Os Moretti enfrentam um inquérito criminal aberto no sábado, sendo investigados por suspeitas de homicídio involuntário, ofensas corporais involuntárias e por alegadamente terem provocado um incêndio de forma negligente.
“Não tentaremos, em circunstância alguma, fugir a estas questões”, afirmaram os proprietários.
Segundo as autoridades, o fogo terá começado quando velas colocadas sobre garrafas de champanhe se aproximaram demasiado do teto. Está também a ser investigado se o material de insonorização cumpria as normas de segurança e se o uso de velas era permitido no local.
O município de Crans-Montana confirmou que o Le Constellation foi inspecionado em 2016, 2018 e 2019, tendo sido recomendadas algumas alterações na altura. Contudo, entre 2020 e 2025, não houve qualquer controlo periódico — uma falha que o presidente da Câmara, Nicolas Féraud, lamentou profundamente.

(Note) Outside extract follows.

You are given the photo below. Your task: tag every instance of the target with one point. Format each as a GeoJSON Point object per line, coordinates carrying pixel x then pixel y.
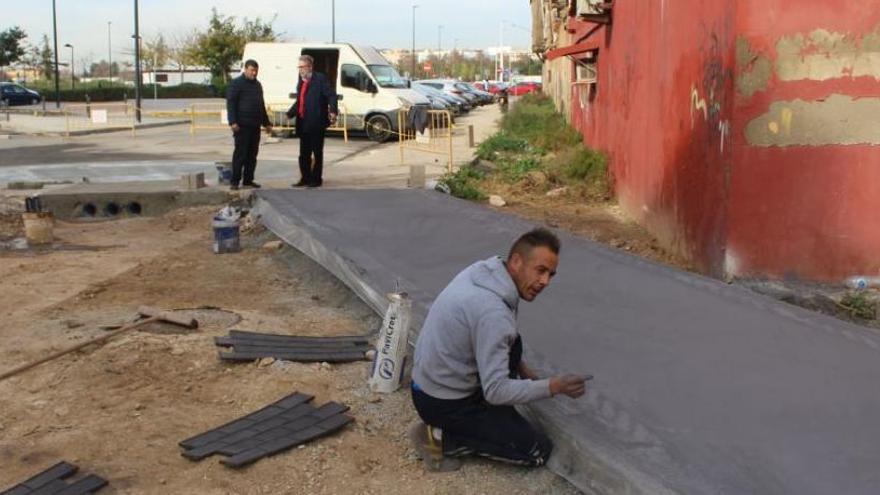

“Não podemos, por agora, explicar porque as inspeções não foram realizadas durante tanto tempo”, declarou Féraud.
As inspeções anteriores indicavam uma capacidade máxima de 100 pessoas no piso térreo e 100 na cave. Não se sabe quantas pessoas estavam no interior do bar no momento do incêndio, e os investigadores admitem que o número exato poderá nunca ser determinado.
As equipas forenses concluíram no domingo a identificação das 40 vítimas mortais. Na segunda-feira, as autoridades afirmaram ter também identificado todas as 116 pessoas feridas, oriundas de múltiplos países.
A tragédia continua a provocar comoção na Suíça e no estrangeiro, enquanto famílias das vítimas e sobreviventes aguardam avanços no inquérito para apurar responsabilidades.